The training takes participants through the most important aspects of training facilitation, and stimulates a meta-level reflection on the profile and competences of restorative justice practitioner trainers. During the sessions, participants will not only gain an insight into the methods of restorative justice training, but will also have the opportunity to get actively involved by bringing in their own exercises and activities. This interactive approach makes for a varied and enriching learning experience where each individual can contribute their own perspectives and expertise.

Participants will:

Participants will be involved in an active and participative way to learn how to create a group climate and interactive processes according to the values and principles of restorative justice. Participants will learn how to create a safe, stimulating and relational group environment. Trainers will facilitate learning, help learners to build and strengthen existing competencies, as well as their restorative skills and attitudes. They will acquire competences and skills according to the principles of adult learning: how to develop self-learning in themselves and in the participants of the courses they will lead, how to promote self-reflection in the course of professional action, non-judgmental confrontation, management of group processes. 

Course programme

  • Knowledge and connection between the participants and between the participants and the trainer
  • Class contract/group agreement; creating a safe, reflective and stimulating group climate where participants can learn
  • The principles of adult education
  • Principles of group work practice and communication skills/styles.
  • Restorative justice principles and values
  • The reflective practitioner; Kolb’s learning cycle – theories into practice
  • How to build relational activations according to the different needs of the classroom and the subject
  • Facilitating feedback and confrontation in the activities carried out, in a non-judgmental climate and with the return of the method by the trainer; using the circle as the main training tool

Participants are encouraged to bring their own proposals for activities that can be tried out and discussed during the course of the training (think of short activities that may require maximum 20 minutes). 

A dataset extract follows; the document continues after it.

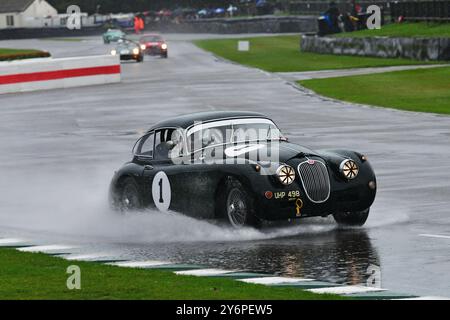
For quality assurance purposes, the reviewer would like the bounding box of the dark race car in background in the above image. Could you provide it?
[110,112,376,227]
[111,39,144,62]
[103,29,126,44]
[139,34,169,58]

Gael Cochrane and Tom Mellor

Trainers

Gael Cochrane and Tom Mellor

Gael Cochrane is a restorative justice facilitator, trainer and researcher. She has been developing educational programmes and delivering training to a wide variety of participants for the past 24 years. Currently, she work at Community Justice Scotland as a Learning, development, and innovation Lead where she provides core training to Justice Social Workers and the wider Justice workforce. She has been involved in the development and delivery of restorative justice training for to Justice social workers, police- and prison officers, youth workers and workers in the third sector. ael works as a restorative justice facilitator with the Space 2 Face and the Edinburgh Restorative Justice and Hate Crime project supports the restorative justice team with mentoring, their continuous professional development and reflective practice.

Gael is a member of the Scottish Restorative Justice Forum, the Scottish Restorative Justice Research Network and is the Chair of the Scottish Restorative Justice Practitioners Network. Gael is the co-chair of the European Forum for Restorative Justice’s Training Committee, and has been a member of the Working Group on Gender Based Violence.

Tom Mellor came to the world of restorative practice from a background in theatre and live performance, training as a mask actor and working for years with the BAFTA award winning Geese Theatre Company. He has toured with various theatre companies across the Europe as a performer, improviser and facilitator and draws on many of these techniques and experiences in his restorative work. Tom enjoys supporting teachers and facilitators to develop engaging and creative ways to deliver training and explore what it means to be a restorative trainer. Tom is one of the co-founders and directors of The Restorative Lab, a specialist small company supporting organisations to develop relational and restorative attitudes, behaviours and processes that are congruent with their espoused values. Tom has extensive experience in the training and support of restorative practitioners and in the strategic development of restorative services in the fields of social care, children and young people’s services, criminal justice, and education. Tom completed a Masters in Education at Cambridge University and is currently studying an MSc in psychotherapy and is interested in ways psychotherapy can inform and support restorative practice.